Republic Bank & Trust Company
- Type: Public
- Traded as: Nasdaq: RBCAA (Class A) Russell 2000 Component
- Industry: Banking
- Founded: 1982
- Headquarters: Louisville, Kentucky, United States
- Key people: Steven E. Trager (CEO) Bernard M. Trager (founder and chairman)
- Services: Banking
- Number of employees: 1000
- Website: www.republicbank.com

= Republic Bank & Trust Company =

American Bank

Republic Bank & Trust Company is a Louisville, Kentucky-based bank.

==History==
In 1977, Republic Bank of Shelby County was formed in Shelbyville, Kentucky by Bernard Trager.
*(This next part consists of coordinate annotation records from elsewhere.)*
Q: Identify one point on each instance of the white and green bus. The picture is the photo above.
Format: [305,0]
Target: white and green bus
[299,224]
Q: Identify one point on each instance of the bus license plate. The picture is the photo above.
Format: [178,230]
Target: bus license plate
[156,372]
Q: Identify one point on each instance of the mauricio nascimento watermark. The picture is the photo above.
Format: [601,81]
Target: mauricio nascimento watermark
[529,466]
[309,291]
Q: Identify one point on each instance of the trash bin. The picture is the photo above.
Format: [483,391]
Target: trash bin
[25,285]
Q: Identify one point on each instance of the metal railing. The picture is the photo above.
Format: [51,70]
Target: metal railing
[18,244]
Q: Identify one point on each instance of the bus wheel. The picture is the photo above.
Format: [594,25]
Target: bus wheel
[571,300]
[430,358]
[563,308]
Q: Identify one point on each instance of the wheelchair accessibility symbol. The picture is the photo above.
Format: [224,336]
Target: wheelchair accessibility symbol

Five years later, in 1982, Republic Bank & Trust Company was founded and headquartered in Louisville, Kentucky. In 1983, Republic Bank & Trust Company acquired Republic Savings Bank in Benton, Kentucky. In 1994, all three banks were merged under the Republic Bank & Trust Company name.

Throughout the 1980s and 1990s the bank opened several banking centers throughout communities in Kentucky. In 1987, the bank's operations were moved to a newly constructed office tower in downtown Louisville.

In 1998, Republic Bancorp, Inc. was formed as a holding company for Republic Bank & Trust Company and an initial public offering of 2.14 million shares of Class A common stock was completed. The company also acquired Refunds Now, a national refund anticipation loan and check provider. In the mid-2000s, Refunds Now's name was changed to Tax Refunds Solutions.

In 1999, Republic Bank started Online Banking Operations, as part of the larger trend of expansion of electronic commerce.

In 2001, Republic Bank & Trust Company of Indiana was formed under Republic Bancorp, Inc. This bank was merged back into the Republic Bank & Trust Company in December 2006.

In the mid-2000s, Republic Bank and Trust began to issue its own title insurance policies as part of its own real estate transactions, as part of the verdict of Countrywide Home Loans Inc. v. Kentucky Bar Ass'n., which established that the issuing of title insurance was not the practice of law.

In October 2006, Republic Bancorp acquired Tampa, Florida-based GulfStream Community Bank for $18.1 million.

In January 2012, Republic Bancorp acquired Tennessee Commerce Bank.

In September 2012, Republic Bancorp acquired First Commercial Bank in Bloomington, MN.

In October 2022, it was announced that Republic Bankcorp would acquire C Bank in Cincinnati, Ohio.

==Recognition==
In recent years Republic has been recognized in the industry for its performance. In 2009, Sandler O'Neil listed Republic as the 10th best performing bank Over $3 billion in assets, and in 2010 ranked 5th overall in the same list. Republic has been ranked #1 out of 155 mid-size banks by Freddie Mac in 2009 for its servicing of mortgage loans.

==Predatory lending==
Critics charge that Republic uses aggressive marketing techniques to promote high-interest loans, such as payday loans and tax refund anticipation loans to "hard-up borrowers".
In a February 17, 2006, letter to the bank, the Federal Deposit Insurance Corporation (FDIC) "cited inherent risks associated with payday lending activities and asked the bank to consider ending this line of business," according to a filing with the U.S. Securities and Exchange Commission. This was prompted by a letter to the FDIC from over 80 national consumer groups complaining about Republic's abusive practices in payday loans.

Half of Republic's income for the first nine months of 2008 was attributed to fees and interest associated with making refund anticipation loans.

==Locations==
Republic Bank & Trust Company operates banking centers in 5 states: Kentucky, Tennessee, Ohio, Indiana, and Florida.